Eu fiquei sem reação. Com um sorriso malicioso no rosto, ele cravou a faca da garganta e, rindo, esculpiu uma nova boca sobre sua clavícula.
O sangue jorrava escorria sem parar. As roupas, mãos e a própria faca de Thiago estavam cobertas pelo líquido vermelho escuro.
Após mais alguns instantes rindo, o corpo do homem caiu sem vida do chão.
Gargalhando, o espírito de Annabel emergiu do novo cadáver.
Espero que esteja satisfeita... Murmurei.
Hm... Annabel direcionou seu olhar para mim. Você... Você é o homem de antes... O homem que atirou contra mim...
Sim.
Desgraçado... Ela ergueu uma de suas garras contra mim. Você, também, merece ser punido...
E você também.
Eu fui vingada! Exclamou. E pelas minhas próprias mãos! Eu mereci isso! Eu fui abençoada após a morte! Abençoada por mim mesma!
Claro... Só há um problema...
Que seria...?
O motivo pelo qual Thiago não era tão ruim quanto você.
Ah... Ela grunhiu. Se pudesse ter cuspido no chão como espírito, teria o feito. Aquele verme era melhor do que eu!? Ridículo!
Pelo menos ele não se importava apenas com ele mesmo...
Aquele verme se importava apenas com o próprio umbigo! Nunca se importou com a esposa! Nunca se sentiu mal por me deixar de lado! Muito menos hesitou em me matar!
Verdade. Porém, aquele desgraçado se importava com uma pessoa acima de todos, até dele mesmo.
E quem seria essa pessoa.
Agatha.
Ao ouvir aquele nome, a expressão de raiva na face de Annabel havia sumido. De fato, ela parecia estar em estado de choque.
A filha dele. Continuei. A também sua filha.
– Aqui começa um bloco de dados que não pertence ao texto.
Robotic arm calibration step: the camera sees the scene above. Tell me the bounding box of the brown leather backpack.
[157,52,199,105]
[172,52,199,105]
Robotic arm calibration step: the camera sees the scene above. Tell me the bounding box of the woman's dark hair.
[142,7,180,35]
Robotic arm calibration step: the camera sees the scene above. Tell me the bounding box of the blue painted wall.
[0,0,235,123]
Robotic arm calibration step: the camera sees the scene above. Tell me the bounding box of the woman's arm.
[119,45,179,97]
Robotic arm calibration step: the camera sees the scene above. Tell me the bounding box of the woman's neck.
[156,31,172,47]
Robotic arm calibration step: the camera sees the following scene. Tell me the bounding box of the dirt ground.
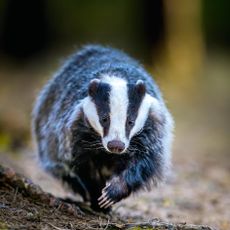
[0,52,230,230]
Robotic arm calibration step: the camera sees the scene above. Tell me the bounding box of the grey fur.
[33,45,173,210]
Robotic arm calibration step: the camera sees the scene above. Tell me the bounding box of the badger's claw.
[98,184,115,208]
[98,191,115,208]
[98,177,130,209]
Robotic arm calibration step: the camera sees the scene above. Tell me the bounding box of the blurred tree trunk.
[163,0,204,96]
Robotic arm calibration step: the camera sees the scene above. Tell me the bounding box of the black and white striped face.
[83,76,161,153]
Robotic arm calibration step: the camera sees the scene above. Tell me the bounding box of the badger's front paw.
[98,177,130,209]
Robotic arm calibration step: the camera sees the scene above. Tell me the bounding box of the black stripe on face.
[125,84,145,138]
[89,82,111,136]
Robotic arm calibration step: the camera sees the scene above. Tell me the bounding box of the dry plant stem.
[0,165,214,230]
[0,165,84,215]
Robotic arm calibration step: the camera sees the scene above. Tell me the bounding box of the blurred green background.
[0,0,230,229]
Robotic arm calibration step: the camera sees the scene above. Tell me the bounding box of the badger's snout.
[107,140,125,153]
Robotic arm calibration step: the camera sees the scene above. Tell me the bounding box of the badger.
[32,45,173,212]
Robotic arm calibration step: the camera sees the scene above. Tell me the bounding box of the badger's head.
[72,77,165,153]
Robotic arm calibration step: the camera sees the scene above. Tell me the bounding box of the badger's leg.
[74,161,110,212]
[98,154,163,208]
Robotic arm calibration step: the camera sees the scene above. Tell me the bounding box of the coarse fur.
[33,45,173,211]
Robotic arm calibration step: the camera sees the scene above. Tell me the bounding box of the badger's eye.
[127,118,135,127]
[101,115,109,124]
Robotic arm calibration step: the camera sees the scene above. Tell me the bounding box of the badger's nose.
[107,140,125,153]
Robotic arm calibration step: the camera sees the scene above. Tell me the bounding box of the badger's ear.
[135,80,146,96]
[88,78,100,97]
[149,96,164,123]
[66,101,83,128]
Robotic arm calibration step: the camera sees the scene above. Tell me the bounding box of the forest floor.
[0,51,230,230]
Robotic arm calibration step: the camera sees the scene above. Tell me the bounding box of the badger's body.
[33,46,173,210]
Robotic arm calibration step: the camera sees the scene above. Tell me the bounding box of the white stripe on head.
[129,94,160,139]
[82,96,103,136]
[102,76,129,148]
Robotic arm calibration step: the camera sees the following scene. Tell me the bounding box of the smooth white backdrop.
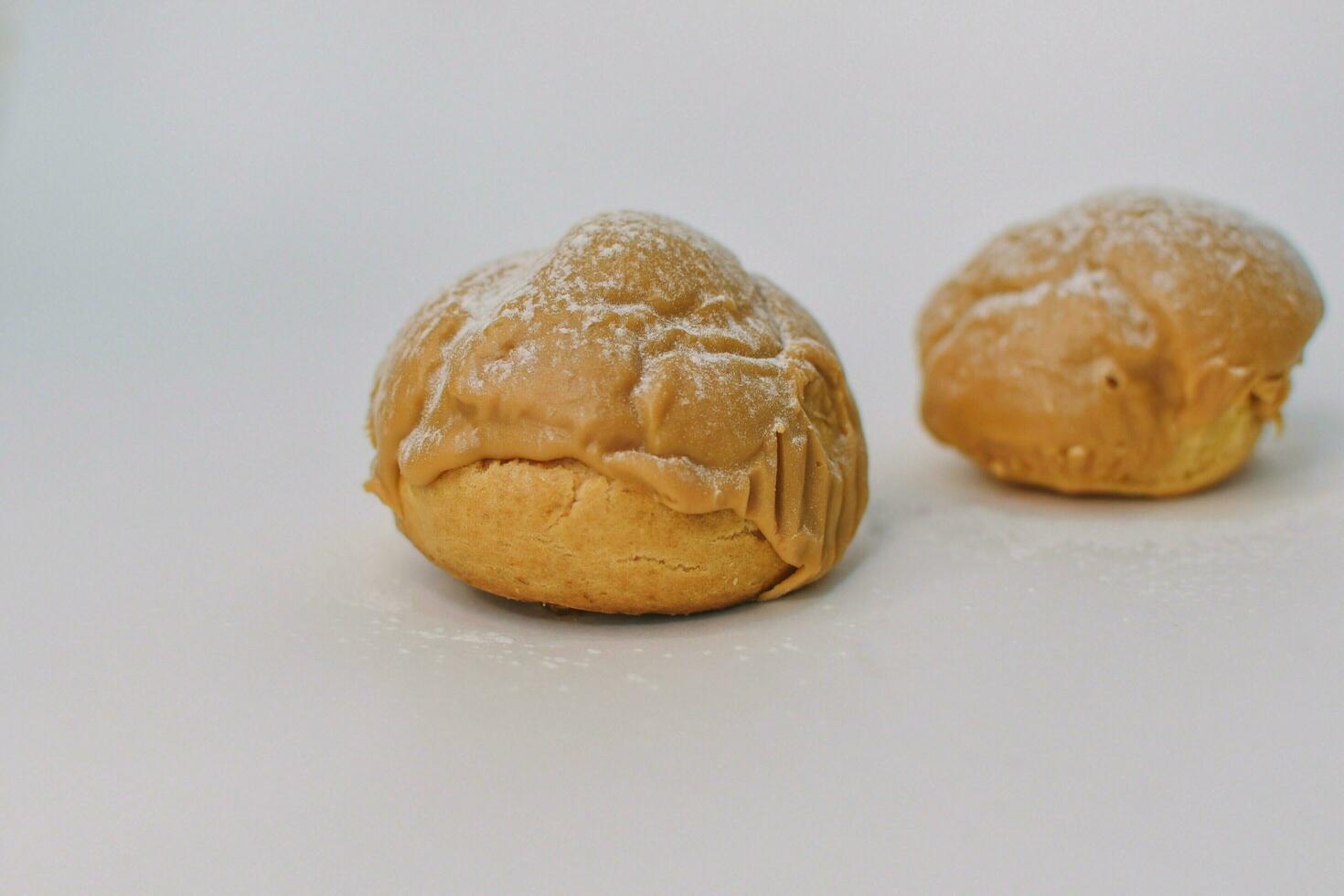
[0,0,1344,893]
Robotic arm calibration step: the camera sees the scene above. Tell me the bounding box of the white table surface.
[0,0,1344,893]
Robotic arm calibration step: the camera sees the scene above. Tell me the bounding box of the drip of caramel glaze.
[367,212,869,599]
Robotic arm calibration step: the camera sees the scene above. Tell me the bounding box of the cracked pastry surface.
[918,191,1322,496]
[367,212,867,613]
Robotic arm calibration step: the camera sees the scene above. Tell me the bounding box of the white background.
[0,0,1344,893]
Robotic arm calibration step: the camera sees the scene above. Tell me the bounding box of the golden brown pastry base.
[967,404,1264,497]
[400,459,793,613]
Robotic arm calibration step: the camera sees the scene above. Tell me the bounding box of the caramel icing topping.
[919,191,1322,482]
[367,212,869,598]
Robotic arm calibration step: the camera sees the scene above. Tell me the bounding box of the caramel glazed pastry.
[918,192,1322,496]
[367,212,869,613]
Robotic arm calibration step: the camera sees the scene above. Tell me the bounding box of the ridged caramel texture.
[919,192,1322,495]
[368,212,869,598]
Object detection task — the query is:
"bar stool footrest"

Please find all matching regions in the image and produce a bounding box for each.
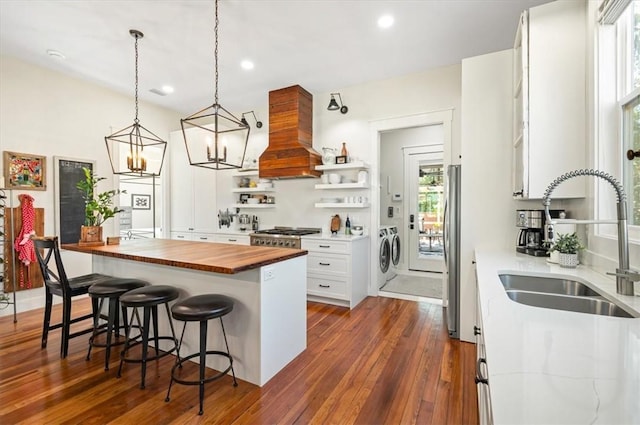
[121,335,177,363]
[171,351,238,386]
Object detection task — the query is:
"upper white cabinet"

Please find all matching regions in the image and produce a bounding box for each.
[169,131,218,233]
[513,1,587,199]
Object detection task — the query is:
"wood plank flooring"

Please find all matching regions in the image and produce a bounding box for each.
[0,297,478,425]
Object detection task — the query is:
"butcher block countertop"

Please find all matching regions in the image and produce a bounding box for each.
[61,239,307,274]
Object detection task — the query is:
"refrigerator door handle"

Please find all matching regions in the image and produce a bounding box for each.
[442,197,449,269]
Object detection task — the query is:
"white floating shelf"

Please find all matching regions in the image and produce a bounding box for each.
[231,187,276,193]
[315,202,369,208]
[231,204,276,209]
[315,182,369,189]
[232,168,258,177]
[316,161,369,171]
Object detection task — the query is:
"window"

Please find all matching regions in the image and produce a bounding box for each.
[596,0,640,241]
[615,1,640,225]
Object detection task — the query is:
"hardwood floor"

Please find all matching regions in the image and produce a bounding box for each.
[0,297,478,424]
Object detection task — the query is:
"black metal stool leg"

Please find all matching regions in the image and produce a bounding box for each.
[140,307,152,390]
[164,320,187,402]
[220,317,238,387]
[116,307,141,378]
[104,297,118,370]
[86,297,104,360]
[198,320,207,415]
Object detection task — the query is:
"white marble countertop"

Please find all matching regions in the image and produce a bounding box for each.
[476,249,640,424]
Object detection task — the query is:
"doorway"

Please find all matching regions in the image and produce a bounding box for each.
[369,110,457,303]
[404,145,444,273]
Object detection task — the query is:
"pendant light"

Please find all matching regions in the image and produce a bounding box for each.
[104,30,167,177]
[180,0,250,170]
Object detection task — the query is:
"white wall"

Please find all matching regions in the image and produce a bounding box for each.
[0,56,180,314]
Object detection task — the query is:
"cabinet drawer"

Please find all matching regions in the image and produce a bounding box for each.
[302,239,350,254]
[307,276,348,299]
[307,253,349,276]
[171,232,193,241]
[215,235,249,245]
[192,233,215,242]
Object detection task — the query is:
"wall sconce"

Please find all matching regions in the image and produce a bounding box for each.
[240,111,262,128]
[327,93,349,114]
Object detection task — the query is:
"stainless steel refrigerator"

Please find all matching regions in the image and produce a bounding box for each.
[443,165,462,338]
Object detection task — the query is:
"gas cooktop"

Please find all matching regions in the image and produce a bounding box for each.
[253,227,321,236]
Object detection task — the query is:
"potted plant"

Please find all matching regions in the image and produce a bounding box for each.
[549,232,584,268]
[76,167,127,245]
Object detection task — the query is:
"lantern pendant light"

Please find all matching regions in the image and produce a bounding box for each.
[180,0,250,170]
[104,30,167,177]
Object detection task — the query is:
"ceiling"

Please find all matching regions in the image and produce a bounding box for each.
[0,0,549,114]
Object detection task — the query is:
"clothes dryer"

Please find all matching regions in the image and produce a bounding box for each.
[387,226,401,281]
[378,226,391,289]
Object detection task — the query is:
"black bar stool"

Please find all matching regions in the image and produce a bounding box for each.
[165,294,238,415]
[87,278,149,370]
[32,236,135,358]
[117,285,180,389]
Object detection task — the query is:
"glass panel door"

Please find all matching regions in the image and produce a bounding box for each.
[408,153,444,272]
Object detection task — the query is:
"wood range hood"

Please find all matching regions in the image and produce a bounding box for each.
[258,85,322,179]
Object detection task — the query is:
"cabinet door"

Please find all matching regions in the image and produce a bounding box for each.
[191,167,218,233]
[514,2,588,199]
[169,131,195,232]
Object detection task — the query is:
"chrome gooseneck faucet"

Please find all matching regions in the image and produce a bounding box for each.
[542,169,640,295]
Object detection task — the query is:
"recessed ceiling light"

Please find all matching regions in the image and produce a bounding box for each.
[378,15,393,28]
[47,49,67,59]
[240,59,254,70]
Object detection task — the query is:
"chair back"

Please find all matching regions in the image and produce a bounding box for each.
[32,236,71,294]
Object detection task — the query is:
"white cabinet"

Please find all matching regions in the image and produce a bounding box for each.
[314,161,370,208]
[169,131,218,234]
[231,170,275,209]
[214,233,249,245]
[512,1,587,199]
[302,237,369,308]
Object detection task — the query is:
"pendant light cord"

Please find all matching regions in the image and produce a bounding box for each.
[213,0,220,105]
[133,31,140,124]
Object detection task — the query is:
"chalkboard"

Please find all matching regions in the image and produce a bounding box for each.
[53,156,95,244]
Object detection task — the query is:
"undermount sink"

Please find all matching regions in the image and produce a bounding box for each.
[499,274,600,297]
[498,273,639,318]
[506,290,634,318]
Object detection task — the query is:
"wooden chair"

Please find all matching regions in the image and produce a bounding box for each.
[33,236,118,358]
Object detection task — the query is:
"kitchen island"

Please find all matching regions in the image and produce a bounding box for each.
[476,250,640,424]
[61,239,307,386]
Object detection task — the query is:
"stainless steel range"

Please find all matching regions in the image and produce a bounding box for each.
[249,226,321,249]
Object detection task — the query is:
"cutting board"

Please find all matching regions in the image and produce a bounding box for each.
[3,207,44,292]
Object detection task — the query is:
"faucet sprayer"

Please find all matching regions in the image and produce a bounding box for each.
[542,169,640,295]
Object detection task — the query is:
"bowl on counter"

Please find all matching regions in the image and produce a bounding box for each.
[320,198,340,204]
[329,173,342,184]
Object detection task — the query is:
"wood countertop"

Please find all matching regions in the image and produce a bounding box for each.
[61,239,307,274]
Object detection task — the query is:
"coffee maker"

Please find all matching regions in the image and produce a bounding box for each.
[516,210,564,257]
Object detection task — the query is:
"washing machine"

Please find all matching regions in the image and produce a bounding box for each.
[378,226,391,289]
[387,226,401,281]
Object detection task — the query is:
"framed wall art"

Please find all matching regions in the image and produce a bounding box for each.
[131,194,151,210]
[3,151,47,190]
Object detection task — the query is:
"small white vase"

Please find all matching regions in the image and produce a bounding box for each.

Agatha... Ela murmurou. Sua voz era calma e tristonha agora.
Você acaba de tirar o pai dela do mundo. Parabéns.
Não... Eu... Eu ainda posso ajudá-la...
Não. Você não pode. Olhei diretamente nos olhos dela. Você não pode nem mesmo sair dessa caverna. Você não tem salvação. E... Olhei para o corpo do Thiago. Sua face estava contra o solo, praticamente boiando no próprio sangue. Ele talvez possa ajudar Agatha. Não fisicamente, é claro. Mas talvez ele possa estar lá, protegendo ela enquanto dorme, desejando o melhor para a filha amada. Você, no entanto... Bufei. Você se deixou ser corrompida. Você traçou o seu destino. Você se apegou às suas mágoas e decidiu que os outros tinham que sofrer como você sofreu. E você não se conteve com Thiago. Não... Você fez mal para toda essa vila, para centenas de inocente. Você... Você escolheu a própria ruína...
Annabel não sabia como reagir. Irritada, ela queria me atacar, mas sabia que nada aquilo resolveria. Triste, ela queria chocar, mas não conseguia naquela forma. Arrependida por seus atos, por fim, ela se desfez perante os meus olhos.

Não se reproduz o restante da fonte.